Cowboy Decker fired up the Cessna 206. The propeller kicked snow and grit and a Butterfinger wrapper past them. They turned their backs and hunched their shoulders as the pilot taxied the plane away, toward the Lienhofer hangar.
"There was no evidence of foul play at the scene," Active said as the storm su
bsided. "You know what that means?"
"Sure, it mean he kill himself," Wilson said. "Kay-Snow always say there's no evidence of foul play when somebody kill theirself."
"Yeah, I guess they do," Active said. He climbed into the Suburban and rolled down the window. "You need a ride?"
Wilson nodded, walked around to the passenger door, and slid in.
Active pulled away from the airport. "Where you headed?"
"The Dreamland," Wilson said. "I'm out of Olys."
"I have to talk to Clara Stone.

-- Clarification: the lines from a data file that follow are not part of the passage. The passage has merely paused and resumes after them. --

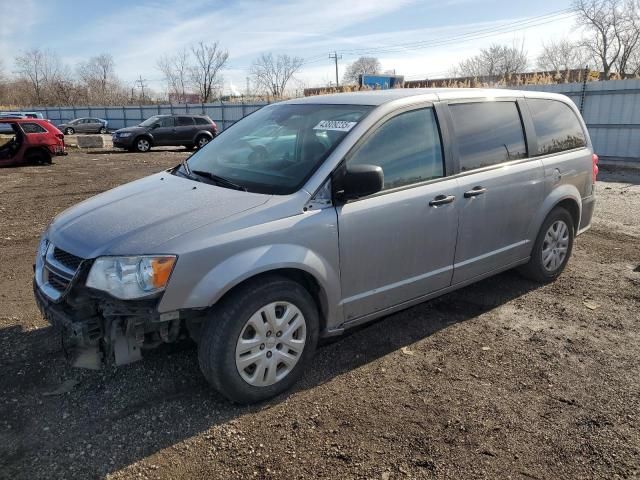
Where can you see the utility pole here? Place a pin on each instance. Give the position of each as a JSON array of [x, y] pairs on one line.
[[336, 57], [141, 81]]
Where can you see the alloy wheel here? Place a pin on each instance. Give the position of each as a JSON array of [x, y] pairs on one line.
[[271, 344], [555, 246]]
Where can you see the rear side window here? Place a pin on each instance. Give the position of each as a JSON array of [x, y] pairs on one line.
[[32, 128], [184, 121], [488, 133], [407, 147], [166, 121], [557, 126]]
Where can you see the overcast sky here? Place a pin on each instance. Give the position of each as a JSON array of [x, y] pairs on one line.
[[137, 33]]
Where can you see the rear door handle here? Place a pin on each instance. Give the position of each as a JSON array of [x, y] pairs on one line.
[[441, 200], [474, 192]]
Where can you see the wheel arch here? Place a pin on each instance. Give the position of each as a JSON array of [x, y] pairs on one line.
[[301, 277], [565, 196], [201, 133], [146, 135]]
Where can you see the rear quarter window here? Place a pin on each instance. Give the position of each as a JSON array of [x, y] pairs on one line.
[[488, 133], [557, 126], [32, 128]]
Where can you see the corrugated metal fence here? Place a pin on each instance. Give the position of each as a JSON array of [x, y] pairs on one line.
[[224, 114], [611, 110]]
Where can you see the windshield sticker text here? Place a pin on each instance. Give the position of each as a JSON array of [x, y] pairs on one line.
[[336, 125]]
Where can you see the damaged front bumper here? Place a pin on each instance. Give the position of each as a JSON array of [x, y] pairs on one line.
[[99, 331]]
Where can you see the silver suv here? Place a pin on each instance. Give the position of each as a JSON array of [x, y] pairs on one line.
[[314, 215]]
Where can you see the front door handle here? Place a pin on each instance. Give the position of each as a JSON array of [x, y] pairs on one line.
[[474, 192], [441, 200]]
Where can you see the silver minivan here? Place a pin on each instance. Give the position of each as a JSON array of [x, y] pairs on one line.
[[314, 215]]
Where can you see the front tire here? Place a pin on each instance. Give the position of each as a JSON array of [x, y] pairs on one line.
[[259, 339], [552, 248], [201, 141]]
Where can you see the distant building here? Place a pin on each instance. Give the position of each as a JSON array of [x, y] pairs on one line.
[[184, 98]]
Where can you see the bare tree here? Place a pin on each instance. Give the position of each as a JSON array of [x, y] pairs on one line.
[[45, 73], [362, 66], [272, 74], [629, 38], [603, 22], [209, 59], [175, 69], [98, 76], [562, 55], [495, 61]]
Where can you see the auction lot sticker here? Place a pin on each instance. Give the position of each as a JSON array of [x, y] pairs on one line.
[[336, 125]]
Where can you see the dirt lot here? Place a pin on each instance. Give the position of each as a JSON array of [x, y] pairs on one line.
[[503, 379]]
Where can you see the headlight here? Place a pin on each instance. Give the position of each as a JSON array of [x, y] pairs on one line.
[[42, 247], [131, 277]]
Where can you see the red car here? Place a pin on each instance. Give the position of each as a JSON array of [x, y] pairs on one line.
[[34, 141]]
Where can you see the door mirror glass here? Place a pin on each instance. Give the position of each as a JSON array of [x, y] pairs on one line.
[[359, 181]]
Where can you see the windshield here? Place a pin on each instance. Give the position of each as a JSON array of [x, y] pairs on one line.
[[150, 121], [276, 149]]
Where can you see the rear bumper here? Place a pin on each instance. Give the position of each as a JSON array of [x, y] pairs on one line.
[[126, 142], [588, 206]]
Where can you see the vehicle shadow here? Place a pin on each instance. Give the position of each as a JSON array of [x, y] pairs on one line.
[[66, 422], [619, 175]]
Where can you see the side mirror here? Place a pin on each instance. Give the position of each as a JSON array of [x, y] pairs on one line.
[[359, 181]]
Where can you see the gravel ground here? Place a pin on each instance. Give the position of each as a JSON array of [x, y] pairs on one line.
[[503, 379]]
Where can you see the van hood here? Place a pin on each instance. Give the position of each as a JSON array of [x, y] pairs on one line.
[[138, 217], [134, 129]]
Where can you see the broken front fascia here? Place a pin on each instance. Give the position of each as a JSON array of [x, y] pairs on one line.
[[98, 329]]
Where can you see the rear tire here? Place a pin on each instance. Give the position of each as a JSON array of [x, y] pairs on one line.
[[552, 248], [142, 144], [277, 353]]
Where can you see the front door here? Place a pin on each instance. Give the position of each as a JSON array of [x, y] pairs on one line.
[[500, 189], [399, 244], [165, 132]]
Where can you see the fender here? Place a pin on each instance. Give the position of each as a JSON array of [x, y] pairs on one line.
[[557, 195], [249, 263]]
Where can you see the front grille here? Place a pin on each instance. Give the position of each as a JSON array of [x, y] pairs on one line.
[[58, 282], [67, 259], [56, 272]]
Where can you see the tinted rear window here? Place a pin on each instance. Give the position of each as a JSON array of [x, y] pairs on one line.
[[182, 121], [557, 126], [488, 133]]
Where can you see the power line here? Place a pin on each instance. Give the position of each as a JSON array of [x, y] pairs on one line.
[[142, 82], [468, 36], [336, 57]]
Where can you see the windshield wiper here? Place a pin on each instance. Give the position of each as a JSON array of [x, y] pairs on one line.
[[185, 167], [218, 179]]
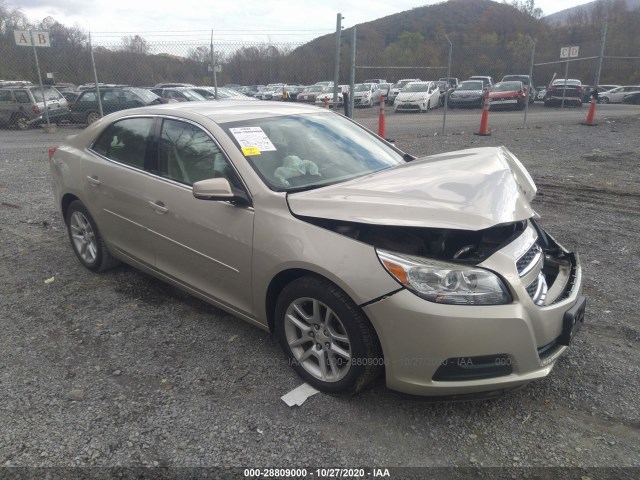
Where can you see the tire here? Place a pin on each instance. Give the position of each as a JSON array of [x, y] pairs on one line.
[[92, 117], [327, 339], [21, 121], [86, 241]]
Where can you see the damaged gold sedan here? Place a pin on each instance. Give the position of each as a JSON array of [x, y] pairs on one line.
[[363, 260]]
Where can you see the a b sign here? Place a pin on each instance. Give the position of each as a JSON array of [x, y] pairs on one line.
[[23, 38], [569, 52]]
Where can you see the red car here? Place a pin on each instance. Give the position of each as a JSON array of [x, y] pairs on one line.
[[508, 95]]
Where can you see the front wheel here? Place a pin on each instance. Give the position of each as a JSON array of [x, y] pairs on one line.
[[86, 240], [328, 340]]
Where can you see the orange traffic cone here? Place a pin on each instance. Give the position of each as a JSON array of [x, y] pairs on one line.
[[591, 114], [485, 131], [381, 120]]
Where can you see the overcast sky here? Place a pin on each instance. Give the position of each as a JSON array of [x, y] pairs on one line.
[[280, 21]]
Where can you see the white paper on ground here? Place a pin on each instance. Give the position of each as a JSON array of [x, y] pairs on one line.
[[299, 395]]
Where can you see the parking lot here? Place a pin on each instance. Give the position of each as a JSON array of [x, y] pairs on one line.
[[119, 369]]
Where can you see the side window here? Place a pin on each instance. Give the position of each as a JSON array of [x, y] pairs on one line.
[[187, 155], [125, 141]]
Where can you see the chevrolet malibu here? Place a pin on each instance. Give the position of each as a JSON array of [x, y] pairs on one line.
[[362, 260]]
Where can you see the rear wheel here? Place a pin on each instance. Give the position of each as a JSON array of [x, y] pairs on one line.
[[86, 240], [328, 340]]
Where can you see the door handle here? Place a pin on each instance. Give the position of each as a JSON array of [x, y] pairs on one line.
[[93, 180], [158, 207]]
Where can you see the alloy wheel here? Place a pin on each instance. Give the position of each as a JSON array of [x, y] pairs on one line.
[[83, 237], [318, 339]]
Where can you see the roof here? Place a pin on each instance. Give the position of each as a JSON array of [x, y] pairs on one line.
[[222, 112]]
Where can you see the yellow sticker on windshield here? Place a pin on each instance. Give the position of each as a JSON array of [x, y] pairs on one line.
[[249, 151]]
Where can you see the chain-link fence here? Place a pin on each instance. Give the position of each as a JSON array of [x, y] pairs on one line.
[[69, 62]]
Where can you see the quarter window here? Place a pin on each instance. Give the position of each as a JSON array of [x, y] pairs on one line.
[[125, 141]]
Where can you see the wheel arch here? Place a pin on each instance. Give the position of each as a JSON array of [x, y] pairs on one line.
[[67, 198]]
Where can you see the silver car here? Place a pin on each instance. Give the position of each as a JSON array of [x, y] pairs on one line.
[[361, 259]]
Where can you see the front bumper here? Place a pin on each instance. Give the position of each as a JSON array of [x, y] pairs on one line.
[[442, 350]]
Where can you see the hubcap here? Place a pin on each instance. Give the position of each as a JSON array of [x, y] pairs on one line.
[[318, 339], [83, 238]]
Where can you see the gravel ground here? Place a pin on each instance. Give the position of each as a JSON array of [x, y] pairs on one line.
[[119, 369]]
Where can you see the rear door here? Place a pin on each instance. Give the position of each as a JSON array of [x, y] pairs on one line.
[[204, 244], [117, 185]]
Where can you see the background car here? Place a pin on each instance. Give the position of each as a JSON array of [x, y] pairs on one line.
[[570, 93], [327, 93], [487, 81], [397, 88], [177, 94], [616, 95], [366, 94], [511, 95], [19, 105], [530, 90], [470, 93], [85, 109], [418, 96], [258, 208], [309, 94]]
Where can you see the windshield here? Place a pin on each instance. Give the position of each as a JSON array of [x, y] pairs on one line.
[[416, 87], [402, 83], [471, 86], [309, 151], [507, 87], [570, 83]]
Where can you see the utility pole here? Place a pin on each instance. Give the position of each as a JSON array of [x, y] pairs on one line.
[[213, 69], [352, 71], [336, 70]]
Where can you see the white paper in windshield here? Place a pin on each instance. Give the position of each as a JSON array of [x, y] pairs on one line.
[[252, 140]]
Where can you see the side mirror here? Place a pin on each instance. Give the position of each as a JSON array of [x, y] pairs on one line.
[[218, 189]]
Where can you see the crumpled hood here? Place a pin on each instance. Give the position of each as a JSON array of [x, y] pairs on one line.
[[467, 189]]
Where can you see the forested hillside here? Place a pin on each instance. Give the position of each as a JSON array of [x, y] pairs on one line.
[[487, 38]]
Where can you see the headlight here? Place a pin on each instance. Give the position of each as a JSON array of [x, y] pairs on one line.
[[443, 282]]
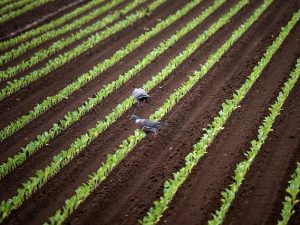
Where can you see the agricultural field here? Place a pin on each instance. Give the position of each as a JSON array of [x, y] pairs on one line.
[[223, 76]]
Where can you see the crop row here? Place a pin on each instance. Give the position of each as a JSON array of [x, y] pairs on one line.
[[65, 156], [291, 199], [10, 7], [60, 60], [22, 10], [199, 150], [94, 72], [229, 193], [5, 2], [91, 74], [58, 45], [83, 191], [46, 27], [74, 116]]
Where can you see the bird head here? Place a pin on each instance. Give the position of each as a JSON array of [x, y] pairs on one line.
[[134, 117]]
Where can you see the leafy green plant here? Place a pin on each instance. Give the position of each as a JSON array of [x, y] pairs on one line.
[[65, 156], [172, 185], [63, 42], [60, 60], [13, 5], [83, 191], [72, 117], [96, 70], [291, 199], [48, 26], [4, 18], [229, 193]]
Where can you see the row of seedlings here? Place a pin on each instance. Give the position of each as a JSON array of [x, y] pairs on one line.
[[26, 46], [291, 199], [48, 26], [94, 72], [65, 156], [64, 42], [199, 150], [104, 92], [6, 17], [66, 57], [242, 168], [14, 5], [83, 191]]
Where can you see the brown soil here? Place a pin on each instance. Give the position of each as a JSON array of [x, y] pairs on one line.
[[36, 17], [129, 191]]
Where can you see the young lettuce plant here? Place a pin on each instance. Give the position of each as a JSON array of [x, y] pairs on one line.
[[242, 168], [291, 199], [24, 47], [60, 60], [72, 117]]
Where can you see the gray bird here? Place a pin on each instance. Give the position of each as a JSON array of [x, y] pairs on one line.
[[140, 95], [147, 125]]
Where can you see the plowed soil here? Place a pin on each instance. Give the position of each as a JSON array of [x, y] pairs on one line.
[[129, 191]]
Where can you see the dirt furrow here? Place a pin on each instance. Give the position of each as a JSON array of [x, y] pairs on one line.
[[34, 15], [139, 176], [93, 156], [23, 100], [259, 200], [13, 145], [137, 182], [102, 109], [47, 44]]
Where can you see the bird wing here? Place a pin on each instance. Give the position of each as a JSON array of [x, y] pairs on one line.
[[152, 124], [139, 93]]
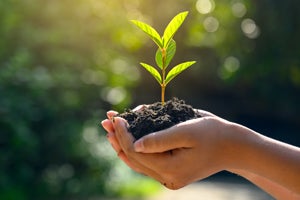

Do you know where she lives?"
"Sure," Wilson said. "It's that house on Beach Street with all the caribou heads."
"Yeah, I've seen it. I guess Aaron was quite a hunter."
"I guess," Wilson said. "Before he work at Gray Wolf, he hunt caribou for money. Thirty-five dollars, he bring you whole carcass. I think he do all right, except he give lots away to old people."
They bounced along in silence for a while. "Thanks for sending your grandfather to get me from Qaqsrauq Lake," Active said finally. "How did you know I was there?"
"When I'm little, my grandfather always take me up there to Katy Creek. Yesterday when I catch ride with that Cowboy, he tell me where you find Aaron Stone. It sound like Qaqsrauq Lake to me."
"Pretty smart. Maybe you should spend less time at the Dreamland and more time using that smart head of yours."
Wilson was silent.
Active stopped the Suburban in front of the Dreamland. Two drunks sat on the deck in front, sharing a bottle in a brown paper bag. "Your grandfather loves you a lot."
"I know," Wilson said. "He take care of me when Dad go to prison for shooting Mom." He climbed out and sat down beside the drunks. One of them handed him the bag.
Active parked the Suburban in front of Aaron Stone's house, got out, and studied the trophies lining the eaves above the tarpapered walls.
Or were they an advertisement? Antlered caribou heads stared down like gargoyles. Some looked ancient, the skulls stripped of flesh by maggots and ravens and polished white by weather. Peeling strips of fur hung from others. Still others looked almost alive. The fur was intact and the eyes gleamed dully behind half-closed lids.